Oxfam réutilise une méthodologie maintes fois dénoncée

 

Le rapport Une économie au service des 99% d’Oxfam, publié il y a quelques jours, répète les mêmes erreurs que les éditions précédentes, comme si ses auteurs n’avaient rien appris des critiques suscitées par leurs profondes incohérences méthodologiques. L’organisation semble avoir renoncé à lutter contre la pauvreté et choisi de mettre l’accent sur la dénonciation des inégalités.

L’affirmation du rapport selon laquelle « huit hommes possèdent autant que la moitié de la population mondiale » est basée sur des données justes, mais des calculs complètement faux.

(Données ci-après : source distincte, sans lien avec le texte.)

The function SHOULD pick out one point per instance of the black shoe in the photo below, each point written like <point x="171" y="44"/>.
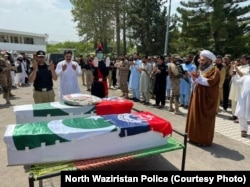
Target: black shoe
<point x="136" y="100"/>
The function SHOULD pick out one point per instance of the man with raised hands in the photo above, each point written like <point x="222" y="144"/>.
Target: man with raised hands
<point x="99" y="86"/>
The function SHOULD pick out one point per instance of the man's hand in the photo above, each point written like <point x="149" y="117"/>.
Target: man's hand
<point x="64" y="67"/>
<point x="95" y="62"/>
<point x="52" y="65"/>
<point x="107" y="61"/>
<point x="35" y="66"/>
<point x="194" y="74"/>
<point x="74" y="66"/>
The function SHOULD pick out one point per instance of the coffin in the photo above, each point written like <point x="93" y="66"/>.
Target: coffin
<point x="62" y="110"/>
<point x="84" y="137"/>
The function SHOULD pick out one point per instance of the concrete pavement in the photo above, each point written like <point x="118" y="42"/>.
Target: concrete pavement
<point x="229" y="151"/>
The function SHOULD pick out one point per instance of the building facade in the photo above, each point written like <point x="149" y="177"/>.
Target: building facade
<point x="18" y="41"/>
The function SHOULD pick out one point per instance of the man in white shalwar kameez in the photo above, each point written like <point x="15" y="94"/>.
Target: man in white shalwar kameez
<point x="68" y="71"/>
<point x="243" y="104"/>
<point x="237" y="71"/>
<point x="134" y="78"/>
<point x="145" y="70"/>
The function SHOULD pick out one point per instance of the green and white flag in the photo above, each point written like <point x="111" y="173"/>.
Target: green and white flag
<point x="32" y="135"/>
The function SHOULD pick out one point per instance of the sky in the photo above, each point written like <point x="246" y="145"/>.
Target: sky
<point x="51" y="17"/>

Pour obtenir ces résultats, les auteurs du rapport soustraient les dettes des actifs. Par exemple, si vous avez emprunté pour acheter votre maison, on soustrait le prêt de la valeur de la maison. C’est une mesure de la richesse qui n’est pas fiable et qui rend les résultats du rapport dénués de sens.

Selon cette méthodologie, une grande partie des personnes les plus pauvres du monde sont des personnes dans les pays riches ayant un niveau d’endettement élevé parce qu’ils ont une hypothèque. L’édition 2014 commettait cette erreur et a été dénoncée par de nombreux économistes, mais cela n’a pas empêché Oxfam d’utiliser la même méthodologie en 2015, en 2016 et encore une fois plus tôt cette semaine. Ces rapports, d’une institution au demeurant respectable, ont ainsi été publiés avec des erreurs conceptuelles importantes non pas une fois, mais quatre années consécutives.

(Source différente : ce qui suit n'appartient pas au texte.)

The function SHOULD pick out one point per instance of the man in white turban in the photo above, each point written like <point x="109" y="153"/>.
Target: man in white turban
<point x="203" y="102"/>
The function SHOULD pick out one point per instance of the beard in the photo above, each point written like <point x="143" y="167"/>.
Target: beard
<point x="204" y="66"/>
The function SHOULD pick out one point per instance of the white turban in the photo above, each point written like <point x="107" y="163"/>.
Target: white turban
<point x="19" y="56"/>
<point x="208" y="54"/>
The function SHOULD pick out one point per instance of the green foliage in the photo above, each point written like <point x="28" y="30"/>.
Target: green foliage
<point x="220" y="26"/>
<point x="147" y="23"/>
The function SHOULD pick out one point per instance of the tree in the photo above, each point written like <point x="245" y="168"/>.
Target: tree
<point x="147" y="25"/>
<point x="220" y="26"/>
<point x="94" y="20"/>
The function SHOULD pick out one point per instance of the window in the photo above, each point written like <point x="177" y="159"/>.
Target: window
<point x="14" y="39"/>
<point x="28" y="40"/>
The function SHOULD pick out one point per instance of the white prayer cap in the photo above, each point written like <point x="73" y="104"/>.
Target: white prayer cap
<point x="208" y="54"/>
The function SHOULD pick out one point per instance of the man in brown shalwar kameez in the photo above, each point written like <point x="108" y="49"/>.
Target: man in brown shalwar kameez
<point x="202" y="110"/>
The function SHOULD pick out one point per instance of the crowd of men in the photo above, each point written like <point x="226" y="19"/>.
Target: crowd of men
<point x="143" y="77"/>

Comme l’ont souligné certains économistes (ici, ici et ici), l’analyse d’Oxfam laisse entendre par exemple qu’un diplômé d’une grande université qui, comme beaucoup d’étudiants, est endetté, est plus pauvre qu’un agriculteur qui n’a pas dettes dans l’un des pays les plus défavorisés du monde. C’est une conception de la pauvreté et de la richesse complètement surréaliste; selon cette même analyse, les États-Unis compteraient une plus large part des personnes les plus pauvres au monde que la Chine.

Les grandes déclarations du rapport sur les inégalités font de belles manchettes, mais elles répondent mal au défi du développement économique mondial. Les pays occidentaux ne sont pas passés de la calèche aux automobiles modernes et n’ont pas augmenté leur niveau de vie d’un facteur de 16 au cours des 200 dernières années, en n’ayant que le mot « inégalité » à la bouche. Ils l’ont fait par l’innovation et l’entrepreneuriat.

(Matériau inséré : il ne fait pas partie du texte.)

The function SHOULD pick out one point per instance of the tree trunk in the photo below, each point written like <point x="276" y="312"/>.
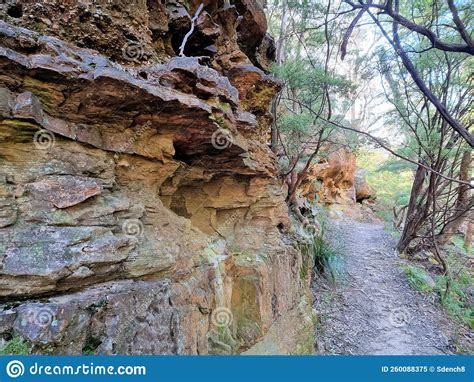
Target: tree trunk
<point x="414" y="215"/>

Parmi les recommandations « prioritaires » d’Oxfam, il faut « mettre un terme une bonne fois pour toutes à l’ère des paradis fiscaux ». Pourtant, ce débat n’a rien à voir avec la pauvreté absolue. Les recommandations de politique d’Oxfam se concentrent tellement sur les riches et l’accumulation de richesses, qu’ils en oublient même d’être préoccupés par le sort des pauvres.

Mais pourquoi le débat et la mission d’Oxfam sont-ils passés de la lutte contre la pauvreté à la dénonciation des inégalités? C’est sans doute dû au fait que le grand combat contre la pauvreté est largement en train d’être gagné. L’économie de marché entraîne une prospérité accrue dans les pays en développement à un rythme sans précédent.

En effet, la liberté économique et l’entrepreneuriat, tous deux en croissance au niveau mondial, sont fortement associés à la prospérité et à la réduction de la pauvreté. Cela affecte non seulement le nombre de personnes vivant dans la pauvreté, mais aussi le niveau de vie de ces pauvres. La Banque mondiale a annoncé il y a deux ans que le taux mondial de pauvreté devait tomber en dessous du seuil de 10 % pour la première fois dans l’histoire de l’humanité. Les inégalités ne sont absolument pas pertinentes pour expliquer ce développement.

En recourant à une méthodologie qui a été discréditée plusieurs fois, Oxfam prouve sans le vouloir que la lutte contre les inégalités est un échec intellectuel. Tout comme l’aide étrangère et l’allégement de la dette des pays pauvres n’ont pas réussi à faire changer les choses, l’obsession à propos des inégalités ne sera sans doute pas un remède miracle.

Mathieu Bédard est économiste à l’Institut économique de Montréal. Il signe ce texte à titre personnel.